Opinion

6 things venture capitalists really care about when assessing B2B startups

- August 27, 2019 3 MIN READ

 

Founders regularly ask me about the metrics that truly matter to venture capital (VC) investors.

Although there are a number of metrics that are standard across all startups, there are many tools that can be used to measure performance.

In the early due diligence stages VCs will often look at the big picture – the size of the opportunity, the revenue and customer numbers – because they are an indicator of the scale of the business and its opportunity. If a business passes this first hurdle, investors will look more deeply at growth and seek to uncover any barriers to scalability.

There are six key questions investors seek to answer when considering an investment in a B2B business and founders should consider the metrics they can use to best answer these questions.

 

Is the “use case” the same across different businesses and industries?

Having the same application of the technology across different businesses and the same path to purchase within an organisation has a direct impact on the scalability of the business and the founders’ ability to target decision makers within organisations.

This is particularly important for sales-focused vs marketing-led startups. The development of customer personas is essential for targeted sales campaigns.

 

What are the biases a start-up must overcome to win customers?

The phenomenon of loss aversion bias is well understood – the idea that losses loom larger than gains. Or put simply a person thinks it’s better not to lose $5 than to find $5. Part of loss aversion is the pain of moving from the status quo.

If a customer has this bias then they are closed to new opportunities and inertia takes over, preventing sales. Founders need to anticipate these barriers and consider how they are overcome.

Experience tells us that a new product that is positioned to enhance a customer’s performance is valued more than a product that simply saves time or money.

 

What is the sales cycle?

Founders should be clear about metrics around the length and steps of the sales cycle. This includes all stages such as initial meetings, the average trial period for the product, time to proof of concept and the final stage of issuing a contract.

As important as the initial contract value is the ability of the founder to expand the value of the contract over time and deepen their relationship with their customers. This is measured by looking at the total contract value and the annual contract value.

Investors will be looking to see an increase in the amount customers are paying for a product over time as this indicates adoption of added functionality or that is it delivering enough value that customers are willing to pay more for the product.

 

What is the customer’s feedback and has this been measured effectively?

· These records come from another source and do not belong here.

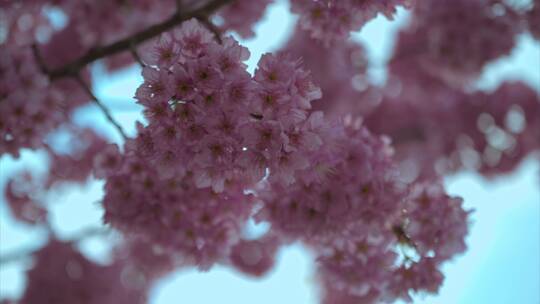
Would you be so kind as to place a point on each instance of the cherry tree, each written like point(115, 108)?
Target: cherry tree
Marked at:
point(307, 143)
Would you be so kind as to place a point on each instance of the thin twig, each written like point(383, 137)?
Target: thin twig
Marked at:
point(101, 106)
point(72, 68)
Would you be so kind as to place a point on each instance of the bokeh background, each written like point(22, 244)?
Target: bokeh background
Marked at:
point(501, 266)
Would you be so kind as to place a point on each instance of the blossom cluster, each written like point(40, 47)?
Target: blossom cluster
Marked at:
point(241, 15)
point(331, 20)
point(214, 131)
point(360, 185)
point(454, 40)
point(63, 275)
point(30, 106)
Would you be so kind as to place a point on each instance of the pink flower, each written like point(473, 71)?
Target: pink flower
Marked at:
point(255, 257)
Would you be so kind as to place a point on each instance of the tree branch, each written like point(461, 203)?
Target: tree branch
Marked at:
point(73, 68)
point(104, 109)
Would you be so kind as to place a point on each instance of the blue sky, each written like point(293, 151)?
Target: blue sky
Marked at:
point(501, 266)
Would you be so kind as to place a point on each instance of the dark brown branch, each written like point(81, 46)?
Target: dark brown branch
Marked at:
point(73, 68)
point(101, 106)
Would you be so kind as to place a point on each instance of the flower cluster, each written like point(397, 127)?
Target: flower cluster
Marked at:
point(30, 106)
point(241, 15)
point(533, 19)
point(489, 132)
point(197, 225)
point(331, 20)
point(340, 71)
point(62, 275)
point(454, 40)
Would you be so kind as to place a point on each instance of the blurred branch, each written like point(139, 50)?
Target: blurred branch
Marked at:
point(101, 106)
point(23, 253)
point(72, 68)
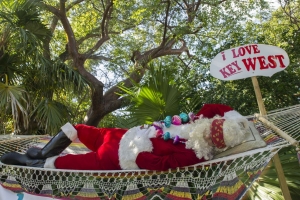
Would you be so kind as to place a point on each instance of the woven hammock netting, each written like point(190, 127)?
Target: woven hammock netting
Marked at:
point(226, 177)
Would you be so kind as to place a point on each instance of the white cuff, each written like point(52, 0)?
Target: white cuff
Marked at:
point(70, 131)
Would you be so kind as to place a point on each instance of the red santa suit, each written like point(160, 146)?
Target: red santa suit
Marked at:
point(140, 148)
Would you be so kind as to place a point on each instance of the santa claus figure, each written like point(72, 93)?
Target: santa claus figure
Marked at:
point(177, 141)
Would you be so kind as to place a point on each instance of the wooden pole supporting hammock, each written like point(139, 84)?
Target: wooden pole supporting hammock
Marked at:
point(275, 159)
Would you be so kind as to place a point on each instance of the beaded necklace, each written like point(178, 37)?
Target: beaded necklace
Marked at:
point(177, 120)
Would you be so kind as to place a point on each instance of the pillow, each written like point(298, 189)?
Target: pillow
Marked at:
point(253, 140)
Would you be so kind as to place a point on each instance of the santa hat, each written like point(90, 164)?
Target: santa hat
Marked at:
point(227, 131)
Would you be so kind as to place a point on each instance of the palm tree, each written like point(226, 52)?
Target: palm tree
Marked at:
point(31, 82)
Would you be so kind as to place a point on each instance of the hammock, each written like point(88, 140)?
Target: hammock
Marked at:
point(225, 177)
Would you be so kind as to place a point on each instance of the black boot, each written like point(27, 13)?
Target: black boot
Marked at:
point(53, 148)
point(14, 158)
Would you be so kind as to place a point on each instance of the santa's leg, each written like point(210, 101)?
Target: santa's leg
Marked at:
point(56, 145)
point(93, 137)
point(87, 161)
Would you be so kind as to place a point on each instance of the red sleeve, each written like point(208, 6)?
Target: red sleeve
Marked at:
point(166, 155)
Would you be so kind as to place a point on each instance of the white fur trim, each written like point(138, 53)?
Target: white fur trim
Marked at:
point(133, 142)
point(70, 131)
point(50, 162)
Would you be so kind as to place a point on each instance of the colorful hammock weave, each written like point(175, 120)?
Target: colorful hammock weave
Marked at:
point(223, 178)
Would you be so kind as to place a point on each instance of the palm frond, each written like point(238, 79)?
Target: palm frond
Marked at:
point(14, 98)
point(50, 114)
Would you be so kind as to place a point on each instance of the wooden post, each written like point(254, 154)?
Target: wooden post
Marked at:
point(275, 159)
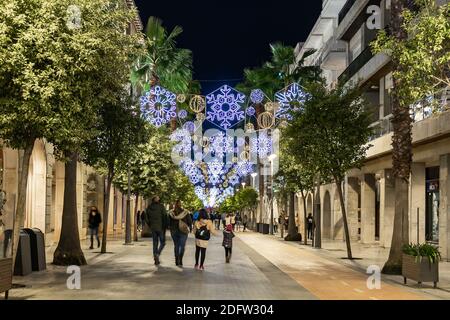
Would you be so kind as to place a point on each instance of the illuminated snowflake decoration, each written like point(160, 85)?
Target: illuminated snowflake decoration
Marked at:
point(222, 144)
point(244, 168)
point(290, 99)
point(224, 107)
point(257, 96)
point(189, 126)
point(214, 179)
point(215, 168)
point(196, 178)
point(261, 145)
point(158, 106)
point(250, 111)
point(234, 180)
point(182, 114)
point(189, 167)
point(184, 141)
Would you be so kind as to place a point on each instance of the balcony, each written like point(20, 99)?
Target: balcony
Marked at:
point(356, 64)
point(334, 55)
point(345, 9)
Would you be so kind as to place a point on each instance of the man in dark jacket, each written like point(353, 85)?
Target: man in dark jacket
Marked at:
point(157, 219)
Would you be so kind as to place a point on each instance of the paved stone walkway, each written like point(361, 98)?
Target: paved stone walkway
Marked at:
point(128, 273)
point(262, 267)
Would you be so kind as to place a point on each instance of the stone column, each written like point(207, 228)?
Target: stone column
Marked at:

VCs will be looking for founders to demonstrate that the product has the stamp of approval by customers and validation that the product achieved what it set out to achieve.

 

What is the net negative churn rate?

Even the most successful start-ups cannot hope to keep 100% of their customers and no investor will expect this. What is important, however, is the behaviour of those customers who remain. If 5% of the customers leave, will the remaining 95% of the customers provide enough growth in the start-up to compensate for the loss of the initial 5%? And are there enough opportunities to grow the business with the remaining 95%?

 

What is the annual recurring revenue (ARR)?

Related to net negative churn is ARR, or the measure of revenue components that are recurring. A VC will be interested in whether ARR is flat or growing as this is a measure of the behaviour of the 95% of customers who remain and whether the start-up is successful in gaining access to new customers.

 

The way a founder tells the story of their startup shouldn’t be overlooked and they should avoid getting bogged down in spreadsheets and charts.

To make B2B metrics memorable founders should craft a narrative that uses the metrics to capture the success of the business and the passion of those who are the driving force behind the company.

 

  • Benjamin Chong is a partner at venture capital firm Right Click Capital, investors in high-growth technology businesses.